In today’s world, Ask.com, Google, Yahoo and others have changed the way we search, and have freed most people from the If, While, Else and all the other components of a SQL statement.
Several other companies have also approached the search/retrieve process from a non-SQL perspective. One example is MetaCarta, with generalized geographic searches. Another is Bentley, with the ability to search down to the component level in infrastructure. In addition, there are those companies in the competitive intelligence space that offer targeted searches on unorganized data. Finally, note the recent announcement by SRC that the company now offers search capabilities for articles and news within a defined geography.
The obvious reason for the unstructured data search is that most data don’t live in a table or a database. They are found in documents, drawings, graphics and sometime just as a blob of unstructured text or, worse yet, handwritten text. Imagine that on your tablet PC you have a map, a table, some handwritten notes, a photo and a table on the screen. What do you respond when asked “Save As…”?

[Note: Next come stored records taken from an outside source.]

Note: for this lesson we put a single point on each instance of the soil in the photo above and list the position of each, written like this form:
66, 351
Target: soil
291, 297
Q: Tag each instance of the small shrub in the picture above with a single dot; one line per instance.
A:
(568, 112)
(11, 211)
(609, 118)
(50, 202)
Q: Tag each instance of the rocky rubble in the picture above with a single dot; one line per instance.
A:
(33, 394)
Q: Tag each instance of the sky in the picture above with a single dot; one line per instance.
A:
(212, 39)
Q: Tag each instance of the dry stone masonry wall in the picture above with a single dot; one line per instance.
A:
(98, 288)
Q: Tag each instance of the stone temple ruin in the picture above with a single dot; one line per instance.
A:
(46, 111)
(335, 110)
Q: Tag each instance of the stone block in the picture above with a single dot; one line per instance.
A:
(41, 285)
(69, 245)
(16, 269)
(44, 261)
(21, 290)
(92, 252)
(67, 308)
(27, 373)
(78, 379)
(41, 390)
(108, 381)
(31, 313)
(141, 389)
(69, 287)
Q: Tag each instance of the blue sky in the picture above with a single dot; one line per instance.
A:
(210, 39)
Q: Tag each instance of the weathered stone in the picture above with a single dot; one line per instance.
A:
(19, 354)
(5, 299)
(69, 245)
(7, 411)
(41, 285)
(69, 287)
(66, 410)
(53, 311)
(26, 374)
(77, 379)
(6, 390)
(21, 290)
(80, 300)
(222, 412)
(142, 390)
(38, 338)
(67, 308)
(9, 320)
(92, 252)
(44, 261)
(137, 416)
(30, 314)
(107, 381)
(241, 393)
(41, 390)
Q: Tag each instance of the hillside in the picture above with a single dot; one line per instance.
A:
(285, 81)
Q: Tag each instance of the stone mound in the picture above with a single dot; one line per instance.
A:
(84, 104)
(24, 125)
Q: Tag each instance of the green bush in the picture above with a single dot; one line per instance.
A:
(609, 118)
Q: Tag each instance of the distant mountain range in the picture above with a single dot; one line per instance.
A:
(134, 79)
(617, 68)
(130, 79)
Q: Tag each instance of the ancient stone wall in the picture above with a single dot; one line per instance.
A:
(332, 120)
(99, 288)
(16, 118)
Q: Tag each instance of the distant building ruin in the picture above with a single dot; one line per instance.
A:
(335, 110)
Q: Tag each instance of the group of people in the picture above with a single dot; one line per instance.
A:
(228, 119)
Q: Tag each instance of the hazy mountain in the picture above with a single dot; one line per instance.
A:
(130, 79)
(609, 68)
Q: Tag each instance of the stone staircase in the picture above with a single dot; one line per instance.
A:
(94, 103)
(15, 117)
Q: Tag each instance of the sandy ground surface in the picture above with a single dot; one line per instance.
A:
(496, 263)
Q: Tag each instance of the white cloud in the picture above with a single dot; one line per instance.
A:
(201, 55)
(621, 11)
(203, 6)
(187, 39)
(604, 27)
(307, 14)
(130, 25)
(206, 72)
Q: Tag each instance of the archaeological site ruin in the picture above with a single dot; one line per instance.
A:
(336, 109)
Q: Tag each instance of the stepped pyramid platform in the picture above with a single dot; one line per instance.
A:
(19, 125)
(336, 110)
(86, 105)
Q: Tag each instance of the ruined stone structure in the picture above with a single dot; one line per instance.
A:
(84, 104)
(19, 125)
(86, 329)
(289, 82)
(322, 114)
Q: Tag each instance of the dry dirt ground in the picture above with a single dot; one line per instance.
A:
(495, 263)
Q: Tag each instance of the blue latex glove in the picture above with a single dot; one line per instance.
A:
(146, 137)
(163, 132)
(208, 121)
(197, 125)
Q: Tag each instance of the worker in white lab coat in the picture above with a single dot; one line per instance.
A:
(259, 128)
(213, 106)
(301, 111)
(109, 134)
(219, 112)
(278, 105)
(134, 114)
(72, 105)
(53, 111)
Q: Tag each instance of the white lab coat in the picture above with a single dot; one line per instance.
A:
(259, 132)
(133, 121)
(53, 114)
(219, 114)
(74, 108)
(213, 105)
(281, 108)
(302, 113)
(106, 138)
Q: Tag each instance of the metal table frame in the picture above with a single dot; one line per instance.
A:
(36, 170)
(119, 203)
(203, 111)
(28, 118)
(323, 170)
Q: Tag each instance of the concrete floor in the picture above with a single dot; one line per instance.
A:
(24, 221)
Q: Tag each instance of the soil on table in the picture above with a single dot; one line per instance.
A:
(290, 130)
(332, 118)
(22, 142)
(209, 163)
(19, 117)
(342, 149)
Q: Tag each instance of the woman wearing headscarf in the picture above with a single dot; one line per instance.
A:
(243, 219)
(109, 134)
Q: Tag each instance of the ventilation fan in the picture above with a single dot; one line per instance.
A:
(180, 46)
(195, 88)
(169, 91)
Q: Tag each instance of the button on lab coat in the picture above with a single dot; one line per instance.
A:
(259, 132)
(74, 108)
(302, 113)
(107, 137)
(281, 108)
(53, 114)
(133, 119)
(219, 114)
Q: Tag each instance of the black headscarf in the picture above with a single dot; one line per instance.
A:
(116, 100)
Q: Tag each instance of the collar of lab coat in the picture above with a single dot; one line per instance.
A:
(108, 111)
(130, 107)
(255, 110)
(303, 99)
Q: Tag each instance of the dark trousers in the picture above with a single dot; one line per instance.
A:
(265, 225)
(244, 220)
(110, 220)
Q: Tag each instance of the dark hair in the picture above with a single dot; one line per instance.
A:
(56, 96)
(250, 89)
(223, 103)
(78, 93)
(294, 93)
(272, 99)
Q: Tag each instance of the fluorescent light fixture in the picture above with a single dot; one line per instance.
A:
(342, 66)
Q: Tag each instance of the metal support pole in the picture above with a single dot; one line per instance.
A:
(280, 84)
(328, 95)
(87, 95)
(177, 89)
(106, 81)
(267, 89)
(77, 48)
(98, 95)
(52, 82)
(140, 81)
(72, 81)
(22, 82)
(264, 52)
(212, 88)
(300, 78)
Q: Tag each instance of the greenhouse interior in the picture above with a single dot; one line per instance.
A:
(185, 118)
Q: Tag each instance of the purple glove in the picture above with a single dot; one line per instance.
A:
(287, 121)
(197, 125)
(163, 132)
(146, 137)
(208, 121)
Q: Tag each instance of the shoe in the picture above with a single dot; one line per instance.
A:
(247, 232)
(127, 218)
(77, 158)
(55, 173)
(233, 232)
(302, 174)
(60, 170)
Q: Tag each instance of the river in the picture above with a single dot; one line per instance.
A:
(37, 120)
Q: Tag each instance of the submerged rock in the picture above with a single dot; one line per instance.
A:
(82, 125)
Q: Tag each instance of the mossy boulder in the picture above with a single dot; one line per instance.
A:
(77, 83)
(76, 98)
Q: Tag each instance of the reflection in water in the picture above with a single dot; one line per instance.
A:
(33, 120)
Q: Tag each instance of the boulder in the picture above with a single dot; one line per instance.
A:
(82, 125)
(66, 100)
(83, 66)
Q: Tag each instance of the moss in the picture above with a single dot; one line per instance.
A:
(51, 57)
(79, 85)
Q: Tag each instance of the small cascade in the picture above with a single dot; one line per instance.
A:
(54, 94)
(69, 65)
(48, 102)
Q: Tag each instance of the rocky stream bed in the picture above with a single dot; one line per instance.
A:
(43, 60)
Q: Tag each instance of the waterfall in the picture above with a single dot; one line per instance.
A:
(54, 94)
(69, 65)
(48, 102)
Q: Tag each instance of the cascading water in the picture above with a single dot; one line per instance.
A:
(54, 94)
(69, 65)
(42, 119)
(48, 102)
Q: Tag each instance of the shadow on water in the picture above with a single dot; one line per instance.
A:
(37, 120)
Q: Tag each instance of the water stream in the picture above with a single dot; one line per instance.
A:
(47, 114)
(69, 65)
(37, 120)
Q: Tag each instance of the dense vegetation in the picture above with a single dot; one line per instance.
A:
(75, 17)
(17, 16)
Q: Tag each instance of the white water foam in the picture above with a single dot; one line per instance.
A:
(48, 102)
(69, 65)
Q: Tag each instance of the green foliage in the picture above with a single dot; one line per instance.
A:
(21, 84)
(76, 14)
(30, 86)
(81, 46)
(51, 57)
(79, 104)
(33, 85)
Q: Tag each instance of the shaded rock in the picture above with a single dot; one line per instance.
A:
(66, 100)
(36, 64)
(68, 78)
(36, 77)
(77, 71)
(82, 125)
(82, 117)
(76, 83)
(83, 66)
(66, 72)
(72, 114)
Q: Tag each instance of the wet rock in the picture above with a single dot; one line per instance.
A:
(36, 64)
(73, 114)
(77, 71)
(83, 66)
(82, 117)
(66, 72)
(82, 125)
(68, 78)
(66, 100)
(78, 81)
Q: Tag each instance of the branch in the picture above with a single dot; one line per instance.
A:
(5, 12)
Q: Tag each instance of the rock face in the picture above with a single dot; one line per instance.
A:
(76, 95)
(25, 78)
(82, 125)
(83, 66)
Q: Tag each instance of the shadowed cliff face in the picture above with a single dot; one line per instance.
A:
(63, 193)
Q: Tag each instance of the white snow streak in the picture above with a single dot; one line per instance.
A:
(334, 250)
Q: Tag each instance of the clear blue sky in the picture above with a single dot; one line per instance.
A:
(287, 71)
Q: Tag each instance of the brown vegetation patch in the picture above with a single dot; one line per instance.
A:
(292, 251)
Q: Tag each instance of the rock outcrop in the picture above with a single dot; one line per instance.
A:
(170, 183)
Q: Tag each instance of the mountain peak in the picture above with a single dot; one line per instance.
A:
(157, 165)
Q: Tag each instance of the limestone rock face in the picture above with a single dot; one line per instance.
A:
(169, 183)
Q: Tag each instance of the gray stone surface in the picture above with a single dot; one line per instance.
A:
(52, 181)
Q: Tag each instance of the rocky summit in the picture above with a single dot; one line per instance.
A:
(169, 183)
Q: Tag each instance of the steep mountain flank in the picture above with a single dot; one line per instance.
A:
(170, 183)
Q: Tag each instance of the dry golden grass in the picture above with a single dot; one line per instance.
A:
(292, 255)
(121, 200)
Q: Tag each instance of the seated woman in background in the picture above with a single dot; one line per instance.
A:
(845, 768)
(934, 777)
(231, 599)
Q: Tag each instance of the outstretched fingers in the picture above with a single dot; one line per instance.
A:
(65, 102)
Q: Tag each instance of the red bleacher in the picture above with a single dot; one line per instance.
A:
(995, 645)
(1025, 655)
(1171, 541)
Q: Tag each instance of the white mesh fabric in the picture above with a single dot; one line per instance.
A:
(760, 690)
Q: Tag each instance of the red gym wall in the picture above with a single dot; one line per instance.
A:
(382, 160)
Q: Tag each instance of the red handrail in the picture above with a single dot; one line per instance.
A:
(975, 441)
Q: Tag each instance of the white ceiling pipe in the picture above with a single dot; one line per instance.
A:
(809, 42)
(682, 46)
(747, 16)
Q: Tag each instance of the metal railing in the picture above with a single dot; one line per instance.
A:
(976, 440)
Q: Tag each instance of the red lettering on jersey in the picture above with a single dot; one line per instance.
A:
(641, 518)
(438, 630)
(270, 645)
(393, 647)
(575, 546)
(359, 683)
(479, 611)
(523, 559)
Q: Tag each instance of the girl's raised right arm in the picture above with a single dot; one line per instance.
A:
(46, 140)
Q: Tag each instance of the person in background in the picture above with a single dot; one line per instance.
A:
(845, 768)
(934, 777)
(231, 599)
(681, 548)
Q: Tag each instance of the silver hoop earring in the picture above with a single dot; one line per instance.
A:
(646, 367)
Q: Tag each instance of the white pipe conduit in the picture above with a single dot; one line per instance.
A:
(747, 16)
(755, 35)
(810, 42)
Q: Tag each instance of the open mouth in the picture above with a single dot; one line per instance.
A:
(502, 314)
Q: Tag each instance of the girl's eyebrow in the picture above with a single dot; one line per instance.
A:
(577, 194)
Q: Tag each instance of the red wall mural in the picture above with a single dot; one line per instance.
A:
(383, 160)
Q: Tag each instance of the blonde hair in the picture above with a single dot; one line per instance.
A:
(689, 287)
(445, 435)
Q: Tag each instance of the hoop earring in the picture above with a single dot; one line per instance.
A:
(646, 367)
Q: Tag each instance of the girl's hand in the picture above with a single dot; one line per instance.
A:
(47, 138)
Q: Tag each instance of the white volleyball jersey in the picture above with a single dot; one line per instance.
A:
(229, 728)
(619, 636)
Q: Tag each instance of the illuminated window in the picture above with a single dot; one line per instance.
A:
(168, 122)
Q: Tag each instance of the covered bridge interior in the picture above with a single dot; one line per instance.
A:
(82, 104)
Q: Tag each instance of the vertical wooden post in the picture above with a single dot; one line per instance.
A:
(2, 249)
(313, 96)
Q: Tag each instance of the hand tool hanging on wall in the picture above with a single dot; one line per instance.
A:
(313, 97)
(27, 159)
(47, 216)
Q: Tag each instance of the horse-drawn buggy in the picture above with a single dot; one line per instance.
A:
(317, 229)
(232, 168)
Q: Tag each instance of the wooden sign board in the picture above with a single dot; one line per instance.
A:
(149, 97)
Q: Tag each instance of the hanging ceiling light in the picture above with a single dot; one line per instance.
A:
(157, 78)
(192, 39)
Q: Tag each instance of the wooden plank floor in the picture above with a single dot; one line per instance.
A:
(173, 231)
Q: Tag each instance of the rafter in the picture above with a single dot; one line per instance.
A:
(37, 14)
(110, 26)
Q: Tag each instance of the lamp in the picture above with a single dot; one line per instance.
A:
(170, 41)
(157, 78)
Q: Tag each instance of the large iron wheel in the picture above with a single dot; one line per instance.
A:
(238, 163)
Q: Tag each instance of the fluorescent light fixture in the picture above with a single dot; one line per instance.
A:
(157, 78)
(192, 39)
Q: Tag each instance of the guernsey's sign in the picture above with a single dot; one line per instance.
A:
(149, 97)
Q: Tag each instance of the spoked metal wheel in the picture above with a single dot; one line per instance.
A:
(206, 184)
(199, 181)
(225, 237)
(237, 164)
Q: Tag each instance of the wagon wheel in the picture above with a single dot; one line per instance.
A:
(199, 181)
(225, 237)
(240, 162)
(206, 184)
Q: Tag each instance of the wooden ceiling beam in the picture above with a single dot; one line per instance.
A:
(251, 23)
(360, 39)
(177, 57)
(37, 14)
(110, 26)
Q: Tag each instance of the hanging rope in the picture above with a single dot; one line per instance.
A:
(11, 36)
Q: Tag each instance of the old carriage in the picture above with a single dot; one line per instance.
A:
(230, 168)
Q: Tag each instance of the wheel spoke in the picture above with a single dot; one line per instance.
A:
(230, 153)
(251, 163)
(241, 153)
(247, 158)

In this newsletter I report on a company called QL2 that makes software for Web searches. The company creates agents that go out and find what you have tasked them to find. You get to see the results in real or near-real time. After you see what comes back, you can adjust the agent using a series of tools to “tune” the result. The search results can be a combination of text, tables, graphics and links. You could put the results in a Word document, maybe Notepad, and even Paint, so they stay unformatted and easily readable. Or you could put them in a database. How do you efficiently search for them next time? Do you need a new agent to get them out of the unstructured environment, or if they are in a database, do you put the graphics and random stuff in as a blob?
A lot of effort has gone into creating search engines that find almost anything in a multi-format, multi-medium world. It seems like we have the “find” problem pretty well solved. The problem now seems to be, once we find it, how do we keep all this disparate stuff in a generally organized form?
If data for the most part are unorganized, can you make the case that the 20th century database is way too restrictive, not just in storage, but in its organizational constructs? Is the table structure really a case of square pegs and round holes? Perhaps we are moving toward a storage system that is more like our brain, in which whim, fantasy and indiscriminate ponderings can rule.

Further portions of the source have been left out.